Министр не выдержал и поторопил:
— Дружественные отношения между нашими странами…
— Да, — остановил его жестом Петр Андреевич, — могут быть сохранены только в том случае, ежели при заключении союза со Швецией его величество Фридрих-Вильгельм даст торжественное обещание — и это будет закреплено на бумаге — не предпринимать никаких враждебных действий против России.
Последние слова Толстой отчеканил с твердостью. И голос, и взгляд Петра Андреевича сказали: это должно быть так, и только так!
Позже стало известно, что Фридрих-Вильгельм в те дни написал в своем дневнике: «Мой мир со Швецией заключен, но я не смею говорить об этом, потому что мне стыдно… Я болен и делаю это безответственно. Ежели я потеряю царя и попаду под ярмо Англии и германского императора, я привлеку к ответственности своих министров…»
В сомнениях прусский король не находил места, но все же, несмотря на оказываемое на него давление и Англии и Австрии, оговорил при заключении договора, что он не выступит против России.

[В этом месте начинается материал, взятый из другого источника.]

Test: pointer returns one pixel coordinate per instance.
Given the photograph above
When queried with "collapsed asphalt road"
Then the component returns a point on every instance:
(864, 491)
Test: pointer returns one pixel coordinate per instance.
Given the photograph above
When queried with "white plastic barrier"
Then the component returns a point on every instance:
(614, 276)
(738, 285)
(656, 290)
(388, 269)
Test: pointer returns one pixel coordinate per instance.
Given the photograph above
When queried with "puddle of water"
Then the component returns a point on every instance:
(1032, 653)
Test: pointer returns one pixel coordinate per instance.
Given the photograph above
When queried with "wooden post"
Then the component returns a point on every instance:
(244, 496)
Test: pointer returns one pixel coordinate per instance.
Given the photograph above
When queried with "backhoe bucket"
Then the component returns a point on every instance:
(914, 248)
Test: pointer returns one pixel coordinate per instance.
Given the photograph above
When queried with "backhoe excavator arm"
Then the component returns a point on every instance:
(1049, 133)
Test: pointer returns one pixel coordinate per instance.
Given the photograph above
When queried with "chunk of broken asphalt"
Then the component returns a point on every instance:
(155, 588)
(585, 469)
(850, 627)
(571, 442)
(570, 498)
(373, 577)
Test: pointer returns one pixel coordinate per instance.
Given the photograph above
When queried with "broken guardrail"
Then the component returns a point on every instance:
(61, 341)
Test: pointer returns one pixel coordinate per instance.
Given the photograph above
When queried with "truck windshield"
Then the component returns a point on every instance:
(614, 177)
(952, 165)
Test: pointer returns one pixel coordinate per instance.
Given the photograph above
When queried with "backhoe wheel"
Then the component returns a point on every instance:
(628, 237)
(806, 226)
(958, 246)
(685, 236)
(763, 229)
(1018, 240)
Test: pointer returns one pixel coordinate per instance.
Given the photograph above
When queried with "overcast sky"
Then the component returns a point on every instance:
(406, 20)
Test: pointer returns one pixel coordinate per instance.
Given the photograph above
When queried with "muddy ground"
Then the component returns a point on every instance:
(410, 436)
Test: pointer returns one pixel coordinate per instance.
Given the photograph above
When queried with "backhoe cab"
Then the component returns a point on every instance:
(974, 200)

В конечном итоге все, даже самое огромное, состоит из малых составляющих. Чащобный лес из деревьев, гора из железно-рудных, медных или каких-либо иных пород, общественное мнение из представлений по тому или иному вопросу отдельных людей. Так и европейская политика, как и всякая иная, шаг за шагом, событие за событием составлялась из интересов и разнообразных условий европейских народов, правящих дворов, разноречивых заявлений власть предержащих людей, из союзов, договоров, межгосударственных актов и множества иных причин и следствий. А ветры, менявшие эту политику, казалось возникавшие внезапно, вдруг, на самом деле не были ни внезапными, ни случайными, но всегда были закономерны, хотя эти закономерности не прослеживались людьми. Так, горный обвал, сокрушающий вековые деревья, гигантские скалы, начинается с движения малой песчинки, которая незаметно лежала в своей лунке, но в один из дней сдвинулась с места, толкнула рядом лежащую песчинку, та в свою очередь подвинула следующую, и вот уже возникла цепь движения, и с вершины горы грозно двинулся обвал. И возможно, роль такой песчинки, породившей, казалось, внезапные изменения в европейской политике, сыграло настойчиво и многократно повторенное прусским королем Фридрихом-Вильгельмом заявление о верности царю Петру. Об этом заговорили при одном и при другом правящем дворе, о силе России зашептались в дальних королевских покоях, в высоких кабинетах, за закрытыми дверями. Словно сквозняком потянуло по европейским переулкам, улицам, площадям, и под его напором задрожала, завибрировала, начала рваться и тут и там долго и тщательно сплетаемая паутина противороссийских союзов и договоров. «Северное умиротворение» — плод огромных усилий Англии, ее настойчивых и ловких дипломатов, последовательно объехавших европейские столицы, — начало разваливаться столь стремительно, что это поистине напоминало горный обвал.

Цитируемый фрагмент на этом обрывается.